If this is what Steve Vernon is all about, I suspect Nothing to Lose will be the beginning of a long and beautiful friendship between us, one in which Steve Vernon keeps turning out books and I keep very happily reading them and telling you, the reading public, that you should be too. And you might as well get in on the ground floor—pick a copy of this up and give it a try. You won't regret it. *** ½
Depending on where you live, this book can be awfully hard to find. The original release came from a POD publisher that rose up and went out of business in about the same amount of time as it took you to read this sentence. Then Toronto-based publisher Burning Effigy released a chapbook version which is still on the market.

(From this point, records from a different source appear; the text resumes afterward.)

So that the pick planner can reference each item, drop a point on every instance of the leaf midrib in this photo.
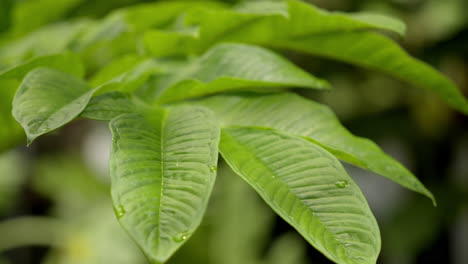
(163, 125)
(285, 216)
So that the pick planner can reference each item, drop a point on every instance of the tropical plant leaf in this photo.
(106, 107)
(232, 67)
(26, 16)
(66, 62)
(386, 56)
(47, 99)
(298, 116)
(11, 132)
(163, 166)
(52, 39)
(311, 30)
(260, 22)
(308, 187)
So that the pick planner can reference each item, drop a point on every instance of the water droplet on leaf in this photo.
(341, 184)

Now the good folks at Crossroad Press have released an e-book of this nasty little collection.
What's it about? Bluntly, it is a combination of super hero meets horror. Or to put it another way - if you think you know everything about super heroes...you don't know nothing.

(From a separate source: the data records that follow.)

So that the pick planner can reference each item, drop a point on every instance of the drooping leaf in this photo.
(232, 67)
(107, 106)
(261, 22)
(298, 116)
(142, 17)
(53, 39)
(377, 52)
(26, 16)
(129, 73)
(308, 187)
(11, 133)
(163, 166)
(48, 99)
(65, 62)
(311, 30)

Meet Captain Nothing - on of the nastiest anti-heroes imaginable.
Three stories. "The Glint of Moonlight on Broken Glass" "Lamprey Fellatio" "The Meat Axe of Love"

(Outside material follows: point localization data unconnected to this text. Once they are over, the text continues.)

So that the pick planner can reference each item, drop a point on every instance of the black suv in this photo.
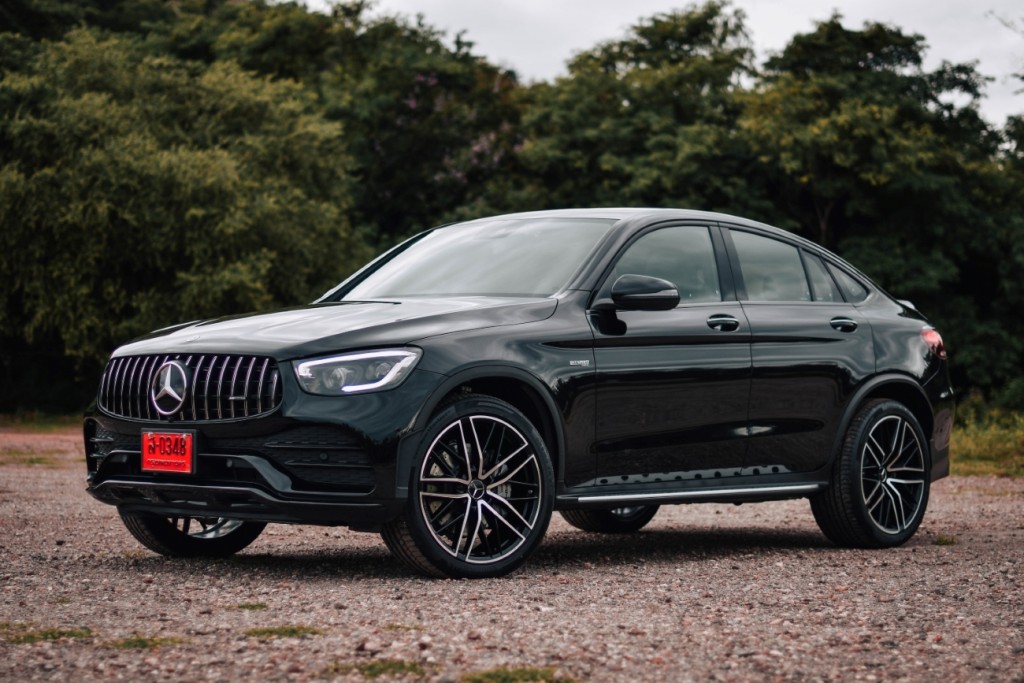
(460, 387)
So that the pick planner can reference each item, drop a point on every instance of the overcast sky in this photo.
(537, 37)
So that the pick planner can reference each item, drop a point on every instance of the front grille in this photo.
(313, 457)
(221, 387)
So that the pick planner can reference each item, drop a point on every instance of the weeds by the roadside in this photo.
(376, 669)
(284, 632)
(137, 642)
(35, 421)
(987, 441)
(516, 675)
(19, 634)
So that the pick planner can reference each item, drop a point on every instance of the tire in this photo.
(190, 537)
(481, 494)
(880, 484)
(611, 520)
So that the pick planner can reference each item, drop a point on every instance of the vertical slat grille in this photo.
(220, 387)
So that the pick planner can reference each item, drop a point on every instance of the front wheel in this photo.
(481, 494)
(880, 484)
(611, 520)
(190, 537)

Three stories tied together by the least likely of superheroes; Captain Nothing. The first story was great and had a lot of things going for it including some great observations and descriptions courtesy of the titular character. The action flows, and the horror is there. The story is good. The other two stories not so much. Yes the action is there but it all seems different. Less holistic and authentic. All in all uneven, but the first story is worth it all.
Captain Nothing isn't exactly a nihilist (like his name implies). But he accepts his circumstances with a shrug. He's a superhero. Big deal. That's why he stitched a leather mask on his face. That's the point, right? Unlike Batman, he's "always on duty."